Zelensky also said he'll have several bilateral meetings in Brussels to discuss the issue of providing fighter jets to Ukraine. 

"I'll have a number of bilaterals now and we are doing to raise the issue of the fighter jets and other aircraft," he said during a news conference, following a European Council meeting earlier Thursday. 

Zelensky said that the discussions he has had so far in the Belgian capital have been "quite concrete."

"I am very inspired by your statements that Europe will be with us until our victory. I have heard it from a number of European leaders and I am very grateful to them for this," Zelensky said.

He added that during Thursday's meetings, "we were talking about security, we were talking about saving lives and stability, we were talking about the return of justice."

More on military support to Ukraine: On Wednesday, German Defense Minister Boris Pistorius said in a news conference that the first battalion of Leopard 2 tanks delivered by Western allies could reach Ukraine by March or April of this year.

8:04 a.m. ET, February 9, 2023

It's mid-afternoon in Kyiv. Here's what you need to know

From CNN staff

Ukrainian President Volodymyr Zelensky has made an emotional appeal for his country to become a member of the European Union during a visit to Brussels, emphasizing the shared values between Kyiv and the bloc.

Meanwhile, the Kremlin says that deliveries of Western fighter jets to Kyiv would only make the war more "painful" for Ukraine.

Here are the latest headlines:

  • Zelensky pushes for EU membership: Ukrainian President Volodymyr Zelensky has addressed the EU Parliament during a trip to Brussels, and underlined his desire for Ukraine to join the European Union. "This is our Europe, these are our rules, this is our way of life. And for Ukraine, it's a way home, a way to its home," Zelensky said.
  • EU official reiterates support for Ukraine: "We have your back," European Parliament President Roberta Metsola told Zelensky. "Ukraine is Europe and your nation's future is in the European Union," said Metsola. "We will be with you for as long as it takes," she said. 
  • UK fighter jets would make war more "painful" for Ukraine: Possible UK deliveries of fighter jets to Ukraine will not change the outcome of the war, but will only “escalate and prolong it and will make it more painful” for Ukraine, according to Kremlin spokesperson Dmitry Peskov. Discussions around deliveries of fighter jets show the “growing involvement of the UK, Germany, and France in the conflict between Russia and Ukraine," said Peskov.
  • Washington showing "hostile attitude" to Moscow: Kremlin spokesman Dmitry Peskov has accused Washington of having a “hostile attitude” towards Russia. The US perceives Moscow as an “adversary” and provokes further escalation, Peskov added, referring to US President Joe Biden’s address State of the Union address, in which he spoke of a need to confront Russia and support Ukraine.
  • Russian attacks intensify in Luhansk: Russian forces have stepped up attacks near Kupyansk and Lyman in the Luhansk region over the past week, according to the Ukrainian General Staff.
  • No "red line" over fighter jets, says Portuguese PM: Portuguese Prime Minister António Costa said his country did not have a "red line" when it came to providing fighter jets to Ukraine, but said his country would not be able to relinquish any of its own aircraft.
7:40 a.m.

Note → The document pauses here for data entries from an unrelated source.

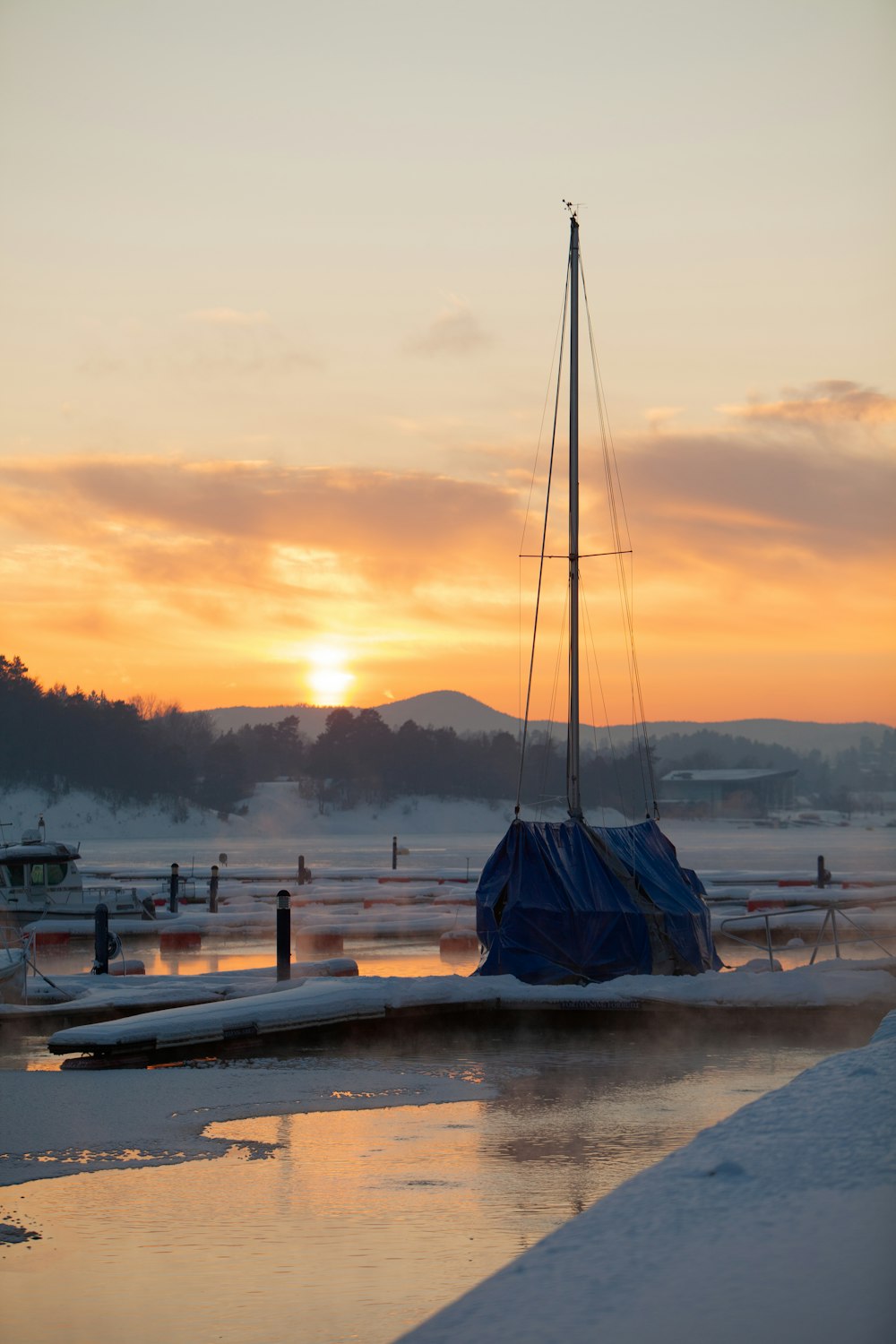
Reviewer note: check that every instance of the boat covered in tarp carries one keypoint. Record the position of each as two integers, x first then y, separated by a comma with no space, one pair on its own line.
562,902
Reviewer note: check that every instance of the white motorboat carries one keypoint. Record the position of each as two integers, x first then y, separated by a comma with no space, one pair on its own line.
39,878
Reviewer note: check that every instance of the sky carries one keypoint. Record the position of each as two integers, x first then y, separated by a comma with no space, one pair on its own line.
281,290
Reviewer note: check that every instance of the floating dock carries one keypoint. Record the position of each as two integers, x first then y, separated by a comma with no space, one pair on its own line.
296,1010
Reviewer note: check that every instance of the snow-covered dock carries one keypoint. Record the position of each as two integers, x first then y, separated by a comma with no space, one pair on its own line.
102,996
777,1222
327,1003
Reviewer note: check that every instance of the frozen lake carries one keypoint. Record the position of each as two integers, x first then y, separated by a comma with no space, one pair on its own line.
358,1222
362,1222
864,846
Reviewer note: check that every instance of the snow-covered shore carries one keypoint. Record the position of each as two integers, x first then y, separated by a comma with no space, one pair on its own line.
780,1222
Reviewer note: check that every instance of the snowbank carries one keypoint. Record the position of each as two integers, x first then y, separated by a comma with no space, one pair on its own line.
777,1222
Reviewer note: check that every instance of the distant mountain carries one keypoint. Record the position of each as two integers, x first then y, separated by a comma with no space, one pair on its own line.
463,714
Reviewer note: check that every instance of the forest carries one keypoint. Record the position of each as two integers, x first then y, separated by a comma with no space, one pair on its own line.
145,752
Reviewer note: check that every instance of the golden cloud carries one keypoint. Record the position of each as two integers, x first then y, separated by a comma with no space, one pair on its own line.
829,402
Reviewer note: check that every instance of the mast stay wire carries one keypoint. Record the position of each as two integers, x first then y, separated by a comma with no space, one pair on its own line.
544,532
594,660
557,341
611,470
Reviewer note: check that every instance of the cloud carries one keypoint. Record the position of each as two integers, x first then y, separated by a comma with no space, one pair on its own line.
169,521
228,317
829,402
659,417
454,332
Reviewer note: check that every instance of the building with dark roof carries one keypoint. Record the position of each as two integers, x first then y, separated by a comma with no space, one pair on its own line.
726,793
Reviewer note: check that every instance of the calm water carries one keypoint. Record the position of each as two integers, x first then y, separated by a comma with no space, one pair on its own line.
357,1225
360,1223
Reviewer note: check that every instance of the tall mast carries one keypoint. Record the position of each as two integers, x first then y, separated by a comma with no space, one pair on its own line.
573,797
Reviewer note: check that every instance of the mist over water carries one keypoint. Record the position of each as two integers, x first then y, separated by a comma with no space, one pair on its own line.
354,1225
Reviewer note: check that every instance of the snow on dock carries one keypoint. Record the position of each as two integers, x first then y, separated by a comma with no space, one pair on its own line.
775,1222
99,996
325,1003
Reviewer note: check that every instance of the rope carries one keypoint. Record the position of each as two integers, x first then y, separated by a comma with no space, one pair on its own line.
611,472
544,531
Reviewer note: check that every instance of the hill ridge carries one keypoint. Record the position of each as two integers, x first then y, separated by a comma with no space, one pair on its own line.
465,714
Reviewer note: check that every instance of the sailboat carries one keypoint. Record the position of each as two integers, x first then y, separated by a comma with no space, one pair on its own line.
565,902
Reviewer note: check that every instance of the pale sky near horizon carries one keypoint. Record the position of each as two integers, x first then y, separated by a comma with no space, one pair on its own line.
281,285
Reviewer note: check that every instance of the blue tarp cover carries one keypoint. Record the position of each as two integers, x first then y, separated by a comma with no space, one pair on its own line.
564,902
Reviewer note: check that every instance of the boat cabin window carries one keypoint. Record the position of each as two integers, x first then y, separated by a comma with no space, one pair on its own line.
47,874
42,874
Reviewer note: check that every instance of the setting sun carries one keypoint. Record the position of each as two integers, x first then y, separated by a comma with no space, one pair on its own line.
328,676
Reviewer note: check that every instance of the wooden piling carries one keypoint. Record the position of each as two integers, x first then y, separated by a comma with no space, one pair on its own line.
282,935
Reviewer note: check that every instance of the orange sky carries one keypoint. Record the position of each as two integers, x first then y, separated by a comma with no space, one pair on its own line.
763,573
277,351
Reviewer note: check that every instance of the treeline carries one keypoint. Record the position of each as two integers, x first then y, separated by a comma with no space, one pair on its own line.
144,752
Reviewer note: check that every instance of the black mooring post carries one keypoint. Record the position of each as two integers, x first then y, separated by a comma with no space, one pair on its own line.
282,935
101,940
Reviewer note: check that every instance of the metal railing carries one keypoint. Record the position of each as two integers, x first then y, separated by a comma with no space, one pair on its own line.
837,940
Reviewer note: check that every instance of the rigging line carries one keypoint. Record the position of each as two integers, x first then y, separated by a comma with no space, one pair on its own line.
548,738
544,532
557,340
614,760
611,468
589,556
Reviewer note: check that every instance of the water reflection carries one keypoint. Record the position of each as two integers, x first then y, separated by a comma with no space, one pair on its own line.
355,1223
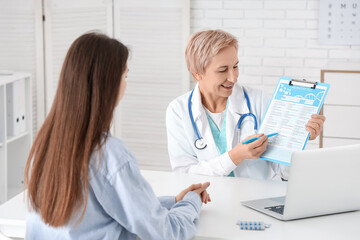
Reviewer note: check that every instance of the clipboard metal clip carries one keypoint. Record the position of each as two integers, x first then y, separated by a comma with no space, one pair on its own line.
302,83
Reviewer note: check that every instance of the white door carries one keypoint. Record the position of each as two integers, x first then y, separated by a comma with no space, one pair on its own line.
156,32
66,20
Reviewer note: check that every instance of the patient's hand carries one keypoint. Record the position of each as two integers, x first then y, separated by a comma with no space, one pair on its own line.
198,188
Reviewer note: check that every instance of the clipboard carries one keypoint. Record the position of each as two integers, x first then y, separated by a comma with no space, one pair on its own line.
291,106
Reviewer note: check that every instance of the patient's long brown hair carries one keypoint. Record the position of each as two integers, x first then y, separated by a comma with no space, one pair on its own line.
56,172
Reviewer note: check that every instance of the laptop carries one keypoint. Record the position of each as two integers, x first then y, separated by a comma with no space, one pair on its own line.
321,181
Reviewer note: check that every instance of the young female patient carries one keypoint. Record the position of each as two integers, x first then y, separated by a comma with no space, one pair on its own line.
82,182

ET, February 9, 2023

Senior Ukrainian official hails "excellent connection" with French counterparts

From CNN’s Vasco Cotovio and Yulia Kesaieva

There is an "excellent connection" between Ukrainian and French officials, who are working towards a shared goal of defeating Russia, according to a senior Ukrainian official.

Andriy Yermak, chief of staff to Ukrainian President Volodymyr Zelensky, tweeted that the pair had held discussions with French President Emmanuel Macron's political adviser Emmanuel Bonn and diplomatic adviser Isabelle Dumont.

“There's an excellent connection between our teams, and we've got a common goal – to defeat RF [Russian Federation]," said Yermak. 

Zelensky met with French President Emmanuel Macron and German Chancellor Olaf Scholz in Paris on Wednesday.